Cyber criminals are once again targeting the popular WhatsApp service with a nasty scam that can leave users locked out of their private accounts. Worse still, this sinister attack also hands full access to your most private messages, and contacts list, over to hackers who can then use it to target more unsuspecting users. This new scam uses an old technic that’s been seen in the wild before and appears pretty successful.
Those tricked, will usually receive a message on their phone that appears to have come from a friend or contact (who has probably already been taken in by the scam).
Once the hackers know you are willing to respond they then target your phone and attempt to gain access to your chat account via WhatsApp’s security pin number.
It’s a pretty simple scam as whenever you upgrade your smartphone, WhatsApp will ask to verify your identity using your phone number before allowing you to access any chats backed-up to the cloud.

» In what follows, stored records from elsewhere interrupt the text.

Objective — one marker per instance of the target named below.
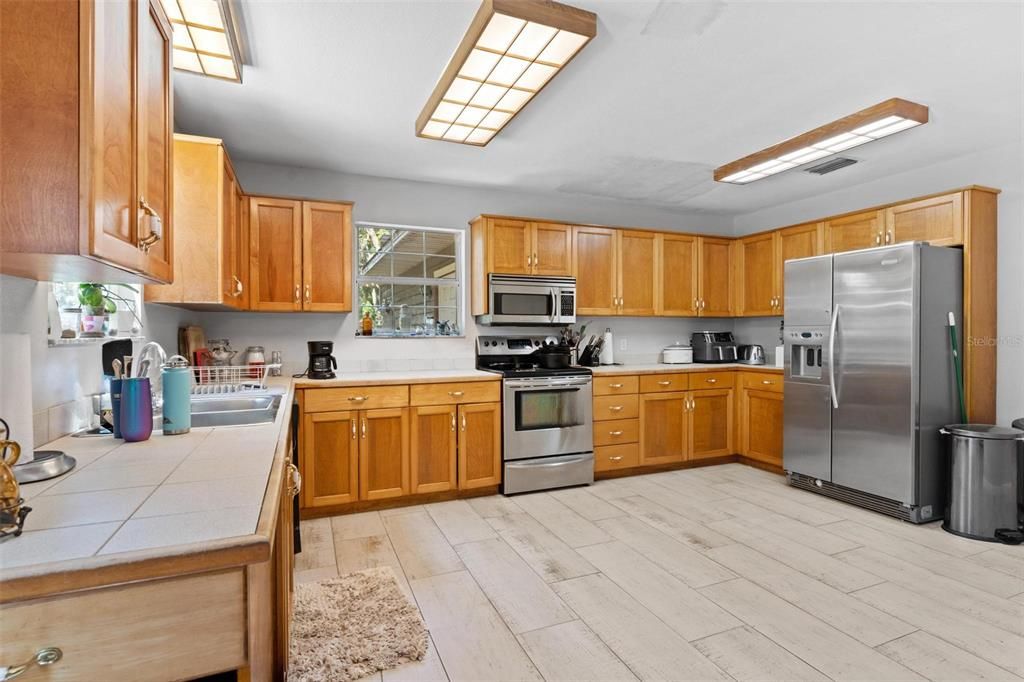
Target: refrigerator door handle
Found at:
(832, 356)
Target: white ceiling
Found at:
(666, 92)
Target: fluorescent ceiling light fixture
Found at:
(511, 50)
(204, 38)
(891, 116)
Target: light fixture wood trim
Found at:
(894, 107)
(549, 13)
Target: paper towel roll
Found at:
(15, 390)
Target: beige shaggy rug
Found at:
(347, 628)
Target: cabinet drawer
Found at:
(700, 380)
(480, 391)
(358, 397)
(615, 385)
(616, 431)
(185, 628)
(658, 383)
(762, 382)
(616, 457)
(615, 407)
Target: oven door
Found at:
(547, 416)
(518, 304)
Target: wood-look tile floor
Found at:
(720, 572)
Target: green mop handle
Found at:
(956, 367)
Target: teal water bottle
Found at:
(176, 380)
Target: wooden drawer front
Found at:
(616, 457)
(659, 383)
(184, 628)
(762, 382)
(700, 380)
(616, 431)
(481, 391)
(615, 407)
(615, 385)
(359, 397)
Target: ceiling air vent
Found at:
(830, 165)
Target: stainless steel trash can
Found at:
(985, 482)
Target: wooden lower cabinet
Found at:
(663, 428)
(383, 454)
(479, 444)
(433, 448)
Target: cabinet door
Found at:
(711, 424)
(938, 220)
(383, 454)
(716, 276)
(479, 444)
(859, 230)
(637, 256)
(154, 141)
(510, 244)
(796, 242)
(761, 427)
(552, 249)
(275, 254)
(663, 428)
(327, 257)
(676, 293)
(594, 264)
(330, 458)
(113, 220)
(432, 449)
(757, 275)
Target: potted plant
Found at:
(99, 303)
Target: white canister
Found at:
(677, 353)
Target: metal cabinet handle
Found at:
(42, 657)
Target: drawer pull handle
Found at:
(43, 657)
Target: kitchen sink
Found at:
(235, 410)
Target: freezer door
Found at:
(875, 297)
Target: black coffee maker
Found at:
(322, 363)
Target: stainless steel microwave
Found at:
(521, 299)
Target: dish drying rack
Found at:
(230, 379)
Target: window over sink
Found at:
(409, 281)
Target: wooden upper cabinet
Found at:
(595, 264)
(327, 257)
(663, 427)
(432, 449)
(85, 100)
(859, 230)
(479, 444)
(637, 272)
(511, 246)
(757, 269)
(715, 293)
(710, 423)
(677, 274)
(938, 220)
(330, 458)
(383, 454)
(275, 254)
(552, 249)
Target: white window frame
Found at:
(460, 271)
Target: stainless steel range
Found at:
(548, 435)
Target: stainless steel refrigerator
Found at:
(869, 376)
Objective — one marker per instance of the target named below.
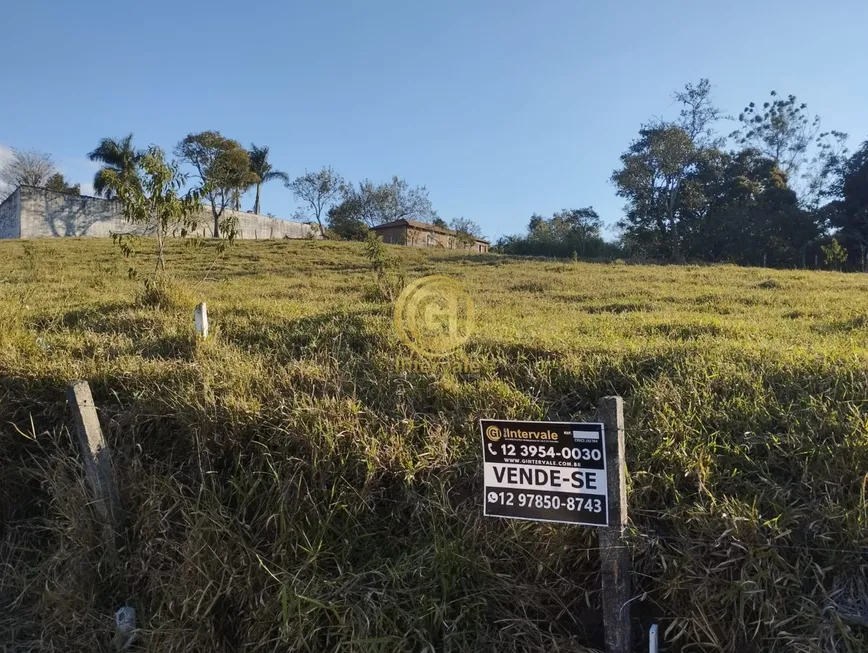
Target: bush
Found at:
(165, 293)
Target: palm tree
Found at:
(262, 168)
(119, 158)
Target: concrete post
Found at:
(616, 564)
(96, 454)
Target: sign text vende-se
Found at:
(545, 471)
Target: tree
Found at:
(264, 171)
(343, 223)
(849, 212)
(738, 207)
(318, 190)
(57, 183)
(567, 232)
(698, 114)
(466, 230)
(784, 131)
(151, 197)
(650, 178)
(119, 158)
(834, 254)
(27, 167)
(375, 204)
(224, 172)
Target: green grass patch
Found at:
(289, 487)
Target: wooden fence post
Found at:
(616, 563)
(200, 320)
(96, 454)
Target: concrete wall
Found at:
(9, 211)
(45, 213)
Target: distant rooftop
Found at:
(404, 222)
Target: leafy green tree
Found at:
(848, 213)
(784, 131)
(57, 183)
(466, 227)
(834, 255)
(318, 191)
(119, 158)
(343, 223)
(565, 233)
(264, 171)
(740, 209)
(652, 173)
(223, 169)
(151, 197)
(781, 130)
(375, 204)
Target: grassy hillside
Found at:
(288, 488)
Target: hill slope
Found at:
(289, 488)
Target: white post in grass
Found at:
(615, 560)
(200, 315)
(97, 459)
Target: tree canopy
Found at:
(223, 169)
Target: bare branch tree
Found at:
(30, 168)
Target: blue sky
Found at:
(501, 109)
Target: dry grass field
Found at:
(288, 488)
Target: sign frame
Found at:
(553, 461)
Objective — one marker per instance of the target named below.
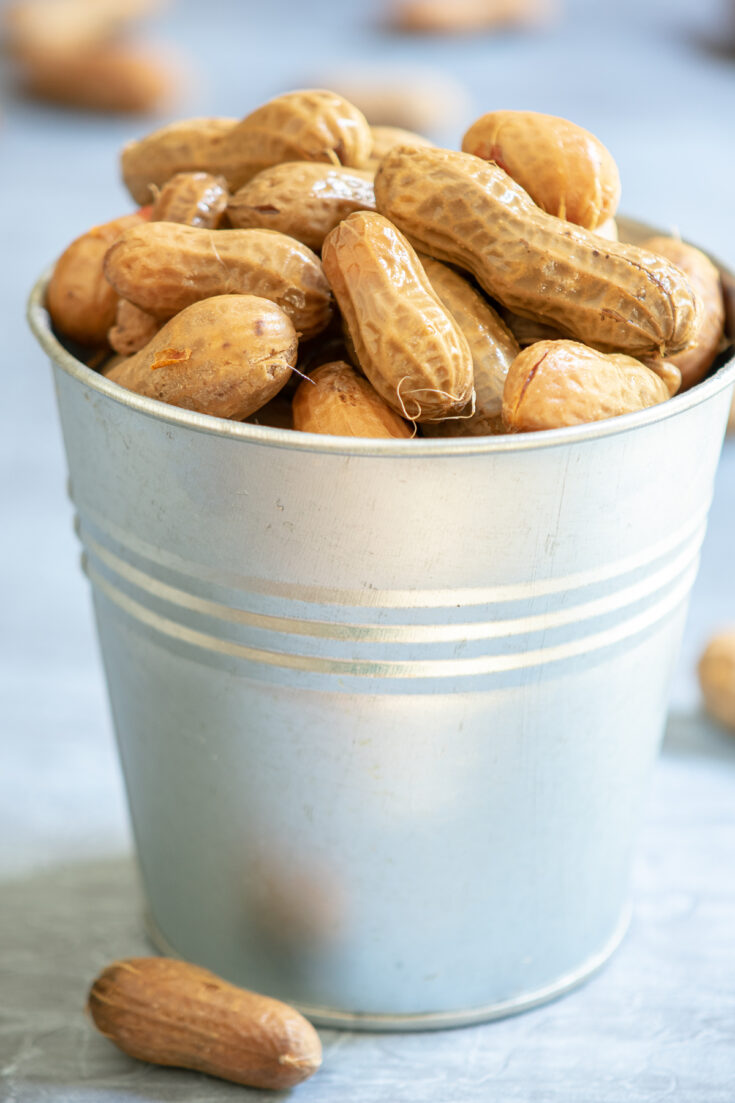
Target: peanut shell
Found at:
(334, 399)
(457, 207)
(81, 301)
(694, 361)
(405, 341)
(170, 266)
(565, 170)
(493, 350)
(553, 384)
(226, 356)
(301, 199)
(180, 147)
(170, 1013)
(193, 199)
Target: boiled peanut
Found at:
(334, 399)
(171, 266)
(716, 671)
(461, 17)
(132, 329)
(301, 199)
(170, 1013)
(193, 199)
(277, 414)
(179, 147)
(80, 300)
(491, 343)
(667, 371)
(385, 138)
(565, 170)
(405, 341)
(226, 356)
(106, 77)
(608, 229)
(561, 383)
(312, 125)
(469, 212)
(300, 126)
(694, 361)
(529, 330)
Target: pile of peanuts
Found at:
(302, 269)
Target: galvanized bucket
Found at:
(386, 709)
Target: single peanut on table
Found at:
(469, 212)
(560, 383)
(565, 170)
(226, 356)
(493, 350)
(694, 361)
(301, 199)
(170, 1013)
(116, 77)
(716, 671)
(406, 342)
(311, 125)
(68, 25)
(334, 399)
(81, 301)
(170, 266)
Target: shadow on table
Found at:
(694, 735)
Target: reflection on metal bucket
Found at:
(386, 710)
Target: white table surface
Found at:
(659, 1021)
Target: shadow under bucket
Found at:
(387, 709)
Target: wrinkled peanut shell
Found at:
(170, 1013)
(81, 301)
(169, 266)
(226, 356)
(334, 399)
(301, 199)
(553, 384)
(469, 212)
(565, 170)
(405, 341)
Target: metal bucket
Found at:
(386, 709)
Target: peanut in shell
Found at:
(553, 384)
(336, 400)
(147, 163)
(171, 1013)
(225, 356)
(694, 361)
(170, 266)
(493, 350)
(311, 125)
(405, 341)
(193, 199)
(80, 299)
(469, 212)
(565, 170)
(301, 199)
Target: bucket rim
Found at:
(297, 440)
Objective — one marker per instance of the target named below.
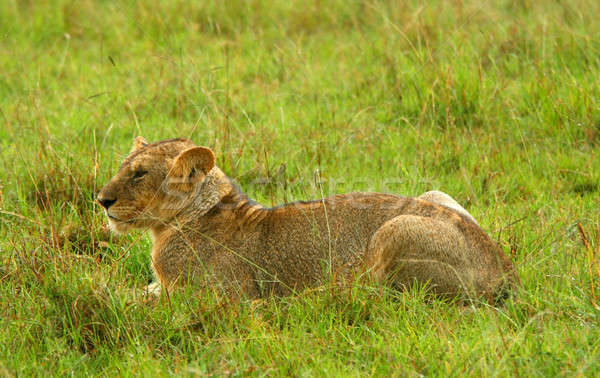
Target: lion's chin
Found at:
(118, 227)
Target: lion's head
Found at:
(156, 182)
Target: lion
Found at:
(207, 232)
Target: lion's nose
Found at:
(106, 202)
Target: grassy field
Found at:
(494, 102)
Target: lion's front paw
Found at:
(152, 290)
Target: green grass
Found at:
(494, 102)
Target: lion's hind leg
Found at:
(410, 248)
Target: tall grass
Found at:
(496, 103)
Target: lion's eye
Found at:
(139, 174)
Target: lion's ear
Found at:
(191, 167)
(138, 143)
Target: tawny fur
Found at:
(208, 233)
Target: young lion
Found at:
(208, 233)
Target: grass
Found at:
(496, 103)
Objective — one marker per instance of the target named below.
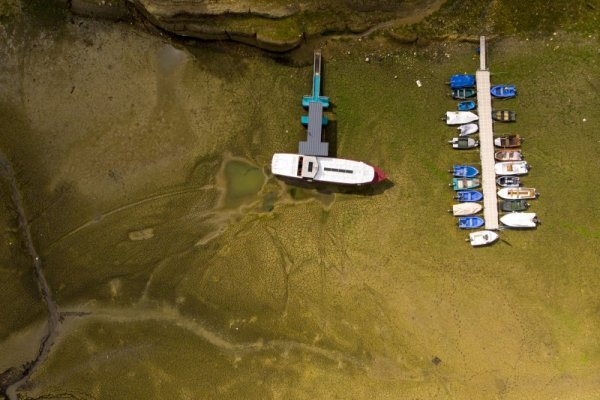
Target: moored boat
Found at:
(470, 222)
(464, 171)
(464, 209)
(514, 205)
(459, 81)
(508, 141)
(325, 169)
(463, 143)
(509, 181)
(464, 183)
(466, 105)
(508, 155)
(460, 117)
(520, 220)
(465, 196)
(503, 91)
(511, 168)
(482, 238)
(467, 129)
(463, 94)
(504, 116)
(517, 193)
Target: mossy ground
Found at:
(300, 294)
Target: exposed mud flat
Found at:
(188, 271)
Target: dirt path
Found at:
(48, 339)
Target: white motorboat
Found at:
(520, 220)
(511, 168)
(482, 238)
(467, 129)
(325, 169)
(464, 209)
(463, 143)
(460, 117)
(517, 193)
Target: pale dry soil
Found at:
(144, 168)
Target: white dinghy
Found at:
(464, 209)
(460, 117)
(520, 220)
(467, 129)
(482, 238)
(511, 168)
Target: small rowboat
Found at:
(517, 193)
(509, 181)
(511, 168)
(467, 129)
(466, 105)
(470, 222)
(463, 143)
(464, 209)
(520, 220)
(460, 81)
(464, 171)
(513, 205)
(464, 183)
(504, 116)
(508, 141)
(482, 238)
(503, 91)
(463, 94)
(468, 196)
(460, 117)
(508, 155)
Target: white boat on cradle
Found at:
(482, 238)
(460, 117)
(325, 169)
(464, 209)
(467, 129)
(511, 168)
(520, 220)
(517, 193)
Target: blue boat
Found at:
(464, 171)
(503, 91)
(468, 195)
(460, 81)
(470, 222)
(466, 105)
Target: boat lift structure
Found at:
(315, 120)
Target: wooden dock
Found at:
(486, 141)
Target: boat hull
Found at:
(325, 169)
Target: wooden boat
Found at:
(470, 222)
(482, 238)
(509, 141)
(508, 155)
(517, 193)
(508, 181)
(463, 94)
(504, 116)
(513, 205)
(464, 183)
(460, 117)
(468, 196)
(464, 209)
(511, 168)
(460, 81)
(467, 129)
(519, 220)
(503, 91)
(463, 143)
(466, 105)
(464, 171)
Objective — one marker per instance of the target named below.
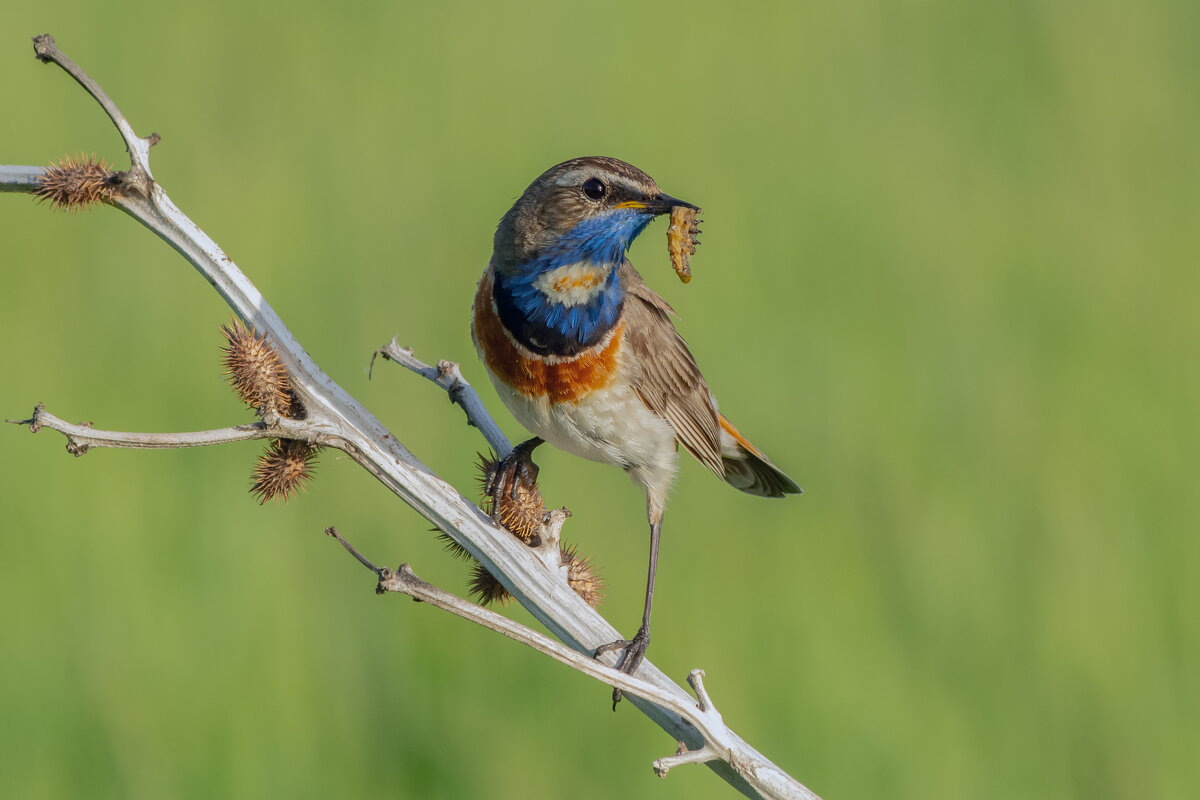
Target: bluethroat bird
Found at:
(585, 355)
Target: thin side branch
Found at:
(449, 377)
(138, 148)
(406, 582)
(82, 437)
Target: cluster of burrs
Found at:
(76, 182)
(262, 382)
(513, 499)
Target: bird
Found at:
(586, 356)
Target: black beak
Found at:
(663, 204)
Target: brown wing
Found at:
(665, 374)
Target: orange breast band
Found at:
(559, 379)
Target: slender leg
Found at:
(635, 648)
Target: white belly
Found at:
(611, 426)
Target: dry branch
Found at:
(336, 419)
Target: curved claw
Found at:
(513, 471)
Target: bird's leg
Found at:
(508, 474)
(635, 648)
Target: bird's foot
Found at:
(511, 486)
(635, 651)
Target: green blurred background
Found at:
(948, 282)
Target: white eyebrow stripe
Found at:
(574, 176)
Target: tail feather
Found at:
(748, 468)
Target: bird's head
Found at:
(585, 209)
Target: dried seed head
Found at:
(683, 235)
(581, 577)
(257, 373)
(75, 184)
(487, 589)
(453, 547)
(519, 507)
(283, 468)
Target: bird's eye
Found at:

It’s this six-digit code that hackers need to get their hands on to gain access to your account. To verify the identity of the person trying to log into your WhatsApp, the Facebook-owned firm will send a randomly generated six-digit code in a text message to the phone number that’s registered with the account. Of course, this won’t go to the hackers, but will end up on your phone.
READ MORE: Exciting new WhatsApp feature officially revealed but it’s not as good as it first appears
Next, the hackers will send a text to you – making an excuse for the six-digit code being sent to you – and asking you to forward it on to them.
As soon as you send the code, WhatsApp believes that it’s a genuine attempt to login to your account and will enable the chat on the hackers’ smartphone.
As far as your contacts are concerned, the hackers are now you and can continue to send texts in your WhatsApp conversations, or group chats.
This scam was circulating earlier this year and now it’s been spotted again. Currently, it appears that WhatsApp users in India are the main target but it’s a good reminder to be on alert if you get a message asking you to forward on a pin number.
Speaking about the latest scam Ray Walsh, Digital Privacy Expert at ProPrivacy, said: “WhatsApp users need to be on the lookout for a worrying new scam that is allowing cybercriminals to hack into people’s WhatsApp accounts.
“Anybody who receives a message out of the blue with a one-time PIN code should be extremely wary because this is how the attack starts.
“Following the receipt of the unexpected OTP code, the hacker will send the victim a direct message claiming to be their friend or contact. They will then ask to be forwarded the code by claiming to have mistakenly sent it to them.
“That code is actually the two-factor authentication code for accessing the victim’s WhatsApp account, and once the victim forwards it to the hacker they will use it to hack into their account.
“Always be on the lookout for any text messages that contain an OTP code and never, ever forward or screenshot or otherwise pass those codes on to anybody, no matter how genuine they sound.”